Selasa, 08 Mei 2012

Seharusnya Kita Bicara Satu Bahasa


Pukul 02.30 dini hari. Sekilas saya lihat jam penunjuk waktu sholat tak jauh dari tempat saya duduk. Saya tutup Al-Qur'an setelah menandai sampai juz berapa yang telah saya baca. Menggerakkan punggung ke kiri-kanan dan luruskan kaki untuk menghilangkan pegal. Dini hari ini saya baru selesai mengerjakan umroh dengan mengambil miqat di Dzul Hulaifah yang juga sering disebut Abyar 'Ali atau Bir Ali, dalam perjalanan dari Madinah ke Mekah.

Sudah menjadi kebiasaan saya dan Lambang, selesai umroh pertama kami tidak kembali ke hotel. Sebab biasanya umroh dimulai selepas sholat Isya’ dan barus selesai lewat tengah malam. Dini hari Masjidil Haram tidak terlalu padat, kita bisa sholat Tahajud sepuasnya di depan Multazam, tempat dimana doa diijabah. Membaca Al-Qur'an sembari menanti kumandang adzan subuh. Sungguh sangat nikmat.

Serombongan remaja perempuan berkerumun di dekat tempat saya duduk. Sepertinya mereka pelajar menilik pakaiannya yang seragam. Kerudung putih menjuntai sampai lantai masjid. Seorang wanita sepuh memimpin membaca doa, mungkin itu gurunya, batin saya. Tiba-tiba kerumunan itu heboh. Salah seorang dari mereka menangis. Dari hidungnya terus mengucur darah. Ah, mimisan, rupanya. Teman-temannya sibuk mengeluarkan tisu dan menenangkannya. Tapi darah semakin banyak dan anak gadis itu tambah sesenggukan.

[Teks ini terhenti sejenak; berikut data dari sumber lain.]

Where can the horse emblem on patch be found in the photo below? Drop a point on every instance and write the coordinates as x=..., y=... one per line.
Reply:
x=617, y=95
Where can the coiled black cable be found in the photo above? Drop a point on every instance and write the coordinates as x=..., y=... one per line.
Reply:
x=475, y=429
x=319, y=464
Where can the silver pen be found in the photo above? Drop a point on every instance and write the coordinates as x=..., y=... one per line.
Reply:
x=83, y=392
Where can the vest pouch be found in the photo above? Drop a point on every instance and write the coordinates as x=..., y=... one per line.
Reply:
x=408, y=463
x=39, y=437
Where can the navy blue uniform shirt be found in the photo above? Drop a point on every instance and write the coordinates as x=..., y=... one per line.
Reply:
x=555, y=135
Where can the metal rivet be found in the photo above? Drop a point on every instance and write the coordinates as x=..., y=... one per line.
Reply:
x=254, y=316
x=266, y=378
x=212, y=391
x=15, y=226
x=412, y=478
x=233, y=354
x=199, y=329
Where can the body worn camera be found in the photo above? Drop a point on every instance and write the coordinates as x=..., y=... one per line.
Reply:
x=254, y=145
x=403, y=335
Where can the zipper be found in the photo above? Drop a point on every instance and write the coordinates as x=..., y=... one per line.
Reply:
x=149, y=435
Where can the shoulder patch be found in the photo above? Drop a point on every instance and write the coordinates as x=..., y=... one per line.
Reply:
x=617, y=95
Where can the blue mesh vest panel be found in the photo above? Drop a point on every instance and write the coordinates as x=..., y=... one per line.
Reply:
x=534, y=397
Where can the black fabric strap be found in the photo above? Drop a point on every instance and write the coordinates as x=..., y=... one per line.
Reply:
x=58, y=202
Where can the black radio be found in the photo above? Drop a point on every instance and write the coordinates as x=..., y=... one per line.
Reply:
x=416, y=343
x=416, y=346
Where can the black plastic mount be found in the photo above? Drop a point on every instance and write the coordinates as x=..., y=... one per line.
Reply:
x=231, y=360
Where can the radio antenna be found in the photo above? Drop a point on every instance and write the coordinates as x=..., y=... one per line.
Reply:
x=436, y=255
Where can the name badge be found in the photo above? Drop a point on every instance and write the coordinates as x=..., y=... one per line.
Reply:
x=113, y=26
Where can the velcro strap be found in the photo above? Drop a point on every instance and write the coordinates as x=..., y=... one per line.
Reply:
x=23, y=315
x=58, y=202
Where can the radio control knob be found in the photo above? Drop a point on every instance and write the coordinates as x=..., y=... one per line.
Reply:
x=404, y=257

Saya coba baca tanda pengenal mereka yang ditulis dalam huruf Arab: Syuriah. Alhamdulillah, sekalipun negerinya sedang bergolak, anak-anak sekolah ini tetap bisa melaksanakan ibadah umroh. Mungkin anak itu kecapekan. Mungkin udaranya dingin sehingga ia mimisan. Seorang wanita dewasa akhirnya membawa anak itu meninggalkan teman-temannya yang bersiap hendak melaksanakan tawaf.

------------

Satu, dua, tiga, ...,  akhirnya kanan kiri saya sesak oleh jama'ah. Waktu subuh semakin dekat. Langit di atas Ka’bah masih gelap. Saya tidak terlalu memperhatikan karena masih membaca Al-Qur'an saat seorang wanita berteriak ribut. Teriakannya memancing orang untuk menengok. Ia menyuruh wanita yang duduk di sebelahnya berdiri. Terlihat ada bercak darah menempel di gamisnya. Wanita yang disuruh berdiri itu sepertinya tidak merasa dirinya sedang haid. Keduanya ribut dalam bahasa Parsi. Mungkin keduanya dari Irak atau Iran.

Orang-orang yang melihat sibuk berkomentar dalam bahasanya sendiri-sendiri. Wanita yang gamisnya terkena bercak darah itu akhirnya meninggalkan tempat itu, sepertinya ia mau memastikan apakah sedang haid atau tidak. Awalnya saya tidak ingin nimbrung, tapi karena makin ribut, saya coba katakan kalau itu darah mimisan, bukan darah haid.

"Anyone speak English?" tanya saya.
"Yes, I am," jawab seorang wanita.
"That’s nosebleed ," kata saya. "Can you speak Arabic? Please tell them," imbuh saya.
Ternyata wanita itu juga tidak bisa berbahasa Arab.
Saya coba berikan bahasa isyarat bahwa darah itu keluar dari hidung bukan darah haid. Sebagian sepertinya mengerti, sebagian tetap ribut. Wanita berbahasa Parsi itu masih terus berkomentar sendiri.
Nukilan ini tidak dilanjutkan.